Final comparison summary:

Metric	Baseline	Optimized	Change
System prompt tokens	847	278	-67%
Avg ephemeral context tokens	1,500	800	-47%
Total per-call input tokens	3,047	1,478	-51%
Pass rate on golden test set	100%	100%	0%

Tip: Document this optimization in a "context engineering decision log" for your project. Record the baseline, the changes made, the validation results, and the measured improvement. This log serves three purposes: it prevents future contributors from reverting optimizations without understanding the rationale, it provides a template for optimizing other agents in your organization, and it demonstrates quantified ROI for the time invested in the optimization work.

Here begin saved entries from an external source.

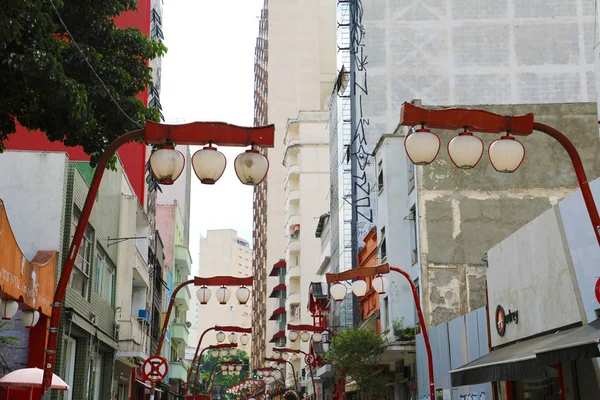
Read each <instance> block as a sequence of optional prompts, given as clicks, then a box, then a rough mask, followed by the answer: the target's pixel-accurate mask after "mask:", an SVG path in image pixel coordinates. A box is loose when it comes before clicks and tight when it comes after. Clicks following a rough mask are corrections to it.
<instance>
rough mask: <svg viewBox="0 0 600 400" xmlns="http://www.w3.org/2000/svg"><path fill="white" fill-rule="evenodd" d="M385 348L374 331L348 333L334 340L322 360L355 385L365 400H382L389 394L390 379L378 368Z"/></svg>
mask: <svg viewBox="0 0 600 400" xmlns="http://www.w3.org/2000/svg"><path fill="white" fill-rule="evenodd" d="M384 346H385V341H384V340H383V339H381V338H380V337H379V336H378V335H377V333H376V332H375V331H374V330H372V329H346V330H344V331H341V332H340V333H338V334H337V335H336V336H334V337H333V339H332V341H331V345H330V347H329V351H327V353H325V355H324V357H323V358H324V359H325V361H326V362H328V363H330V364H333V366H334V367H335V369H336V370H337V371H338V372H339V373H340V374H341V376H346V375H349V376H350V377H352V379H354V380H355V381H356V383H357V385H358V387H359V389H360V395H361V397H362V398H363V399H379V398H381V397H382V396H384V395H385V393H386V392H387V390H386V386H385V385H386V383H387V379H386V377H385V375H384V374H383V372H382V370H381V368H380V367H379V364H380V362H381V356H382V354H383V351H384Z"/></svg>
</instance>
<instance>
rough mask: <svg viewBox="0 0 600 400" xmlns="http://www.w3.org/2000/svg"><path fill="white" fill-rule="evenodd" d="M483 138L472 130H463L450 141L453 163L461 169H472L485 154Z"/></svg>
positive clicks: (450, 145) (450, 158)
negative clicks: (473, 134) (470, 131)
mask: <svg viewBox="0 0 600 400" xmlns="http://www.w3.org/2000/svg"><path fill="white" fill-rule="evenodd" d="M483 149H484V145H483V140H481V139H480V138H478V137H477V136H474V135H473V133H471V132H467V131H464V132H461V133H459V134H458V136H456V137H454V138H452V140H450V141H449V142H448V155H449V156H450V161H452V164H454V165H456V166H457V167H458V168H461V169H471V168H473V167H474V166H476V165H477V163H479V160H481V157H482V156H483Z"/></svg>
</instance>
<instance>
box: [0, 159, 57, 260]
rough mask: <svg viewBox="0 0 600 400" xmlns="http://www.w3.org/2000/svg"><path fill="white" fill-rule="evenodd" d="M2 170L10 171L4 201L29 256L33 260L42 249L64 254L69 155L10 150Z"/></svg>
mask: <svg viewBox="0 0 600 400" xmlns="http://www.w3.org/2000/svg"><path fill="white" fill-rule="evenodd" d="M0 170H2V171H5V172H6V173H3V174H0V199H2V201H3V202H4V205H5V207H6V213H7V215H8V218H9V220H10V222H11V227H12V229H13V232H14V234H15V238H16V240H17V243H18V244H19V247H20V248H21V250H22V251H23V254H24V255H25V257H27V258H28V259H29V260H31V259H32V258H33V257H34V256H35V253H37V251H38V250H55V251H58V252H59V253H60V251H61V250H62V227H63V223H64V207H65V204H64V201H65V200H64V199H65V192H66V189H67V186H66V185H67V170H68V156H67V154H66V153H46V152H30V151H6V152H4V153H3V154H1V155H0ZM9 171H10V173H8V172H9ZM59 264H61V263H59Z"/></svg>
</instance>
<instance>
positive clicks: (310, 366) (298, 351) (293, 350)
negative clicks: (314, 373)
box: [273, 347, 317, 394]
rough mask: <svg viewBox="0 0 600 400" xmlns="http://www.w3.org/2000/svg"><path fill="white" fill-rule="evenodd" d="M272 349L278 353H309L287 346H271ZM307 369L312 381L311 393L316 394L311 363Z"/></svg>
mask: <svg viewBox="0 0 600 400" xmlns="http://www.w3.org/2000/svg"><path fill="white" fill-rule="evenodd" d="M273 351H277V352H279V353H280V354H283V353H291V354H304V356H307V355H308V354H309V353H306V352H305V351H302V350H296V349H290V348H288V347H273ZM308 369H309V370H310V379H311V381H312V386H313V393H314V394H316V393H317V387H316V385H315V377H314V375H313V370H312V365H309V366H308Z"/></svg>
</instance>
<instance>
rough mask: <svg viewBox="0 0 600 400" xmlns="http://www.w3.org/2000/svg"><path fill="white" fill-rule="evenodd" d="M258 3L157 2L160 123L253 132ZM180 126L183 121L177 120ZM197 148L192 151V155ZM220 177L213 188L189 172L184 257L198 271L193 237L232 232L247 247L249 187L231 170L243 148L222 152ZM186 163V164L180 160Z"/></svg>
mask: <svg viewBox="0 0 600 400" xmlns="http://www.w3.org/2000/svg"><path fill="white" fill-rule="evenodd" d="M262 4H263V0H217V1H209V0H164V8H163V21H162V22H163V32H164V35H165V45H166V46H167V47H168V48H169V51H168V53H167V55H166V56H165V57H164V58H163V62H162V82H161V85H162V86H161V96H160V98H161V104H162V106H163V113H164V115H165V118H166V122H170V123H175V119H183V120H185V122H192V121H222V122H228V123H232V124H236V125H243V126H252V123H253V119H254V97H253V96H254V46H255V43H256V36H257V34H258V22H259V19H258V16H259V15H260V10H261V8H262ZM180 122H183V121H180ZM198 148H199V147H192V149H191V152H192V154H193V153H194V152H195V151H196V150H197V149H198ZM221 151H223V153H224V154H225V156H226V157H227V168H226V170H225V174H224V175H223V177H221V179H220V180H219V181H218V182H217V183H216V184H215V185H214V186H207V185H202V184H200V182H199V181H198V179H197V178H196V176H195V175H194V174H192V200H191V221H190V224H191V226H190V253H191V254H192V257H193V260H194V269H195V270H197V268H198V252H199V238H200V234H201V233H202V234H205V233H206V231H207V230H209V229H235V230H237V231H238V234H239V235H240V236H241V237H243V238H244V239H246V240H248V241H249V242H250V243H252V241H251V239H252V238H251V236H252V188H251V187H249V186H245V185H242V184H241V183H240V182H239V180H238V179H237V176H236V175H235V171H234V169H233V160H234V159H235V156H236V155H237V154H239V153H240V152H242V151H244V149H243V148H227V149H221ZM187 161H188V160H186V162H187Z"/></svg>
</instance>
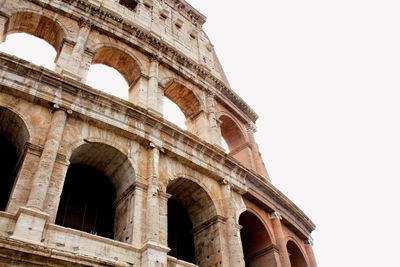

Applying This Methodology to Other Agent Types

The five-phase methodology you just applied (measure baseline, audit, optimize, validate, measure results) is universal. Here is how it adapts for the other personas:

For QA engineers — test generation agent:
- Audit bloat: Are you including full test files when only the test structure pattern is needed?
- Optimize: Replace full test file examples with 10-line "minimum pattern" examples
- Validate: Confirm generated tests still follow the correct framework, assertion style, and structure
- Dynamic layer: Include framework-specific context only when the file extension matches

For product managers — user story writing agent:
- Audit bloat: Is the agent including the full product backlog to generate one story?
- Optimize: Replace full backlog with a 5-item "related stories" block using keyword search
- Validate: Confirm generated stories still have correct format, correct persona targeting, and correct acceptance criteria structure
- On-demand: The agent fetches related stories via search tool only when explicitly needed for dependency analysis

The 50% reduction target is achievable for virtually any well-established agent configuration, because most agent configurations have never been systematically audited. The patterns of bloat — narrative prose where structured lists would do, static content that should be dynamic, pre-loaded context that should be on-demand — are consistent across teams, tools, and domains.

Tip: Schedule a quarterly "context health review" for each AI agent your team maintains. Set a 2-hour timebox, assign an owner, and run the five-phase methodology as a recurring maintenance activity. Context configurations drift toward bloat over time as they are updated reactively. Periodic audits are the only reliable way to keep them lean without sacrificing quality.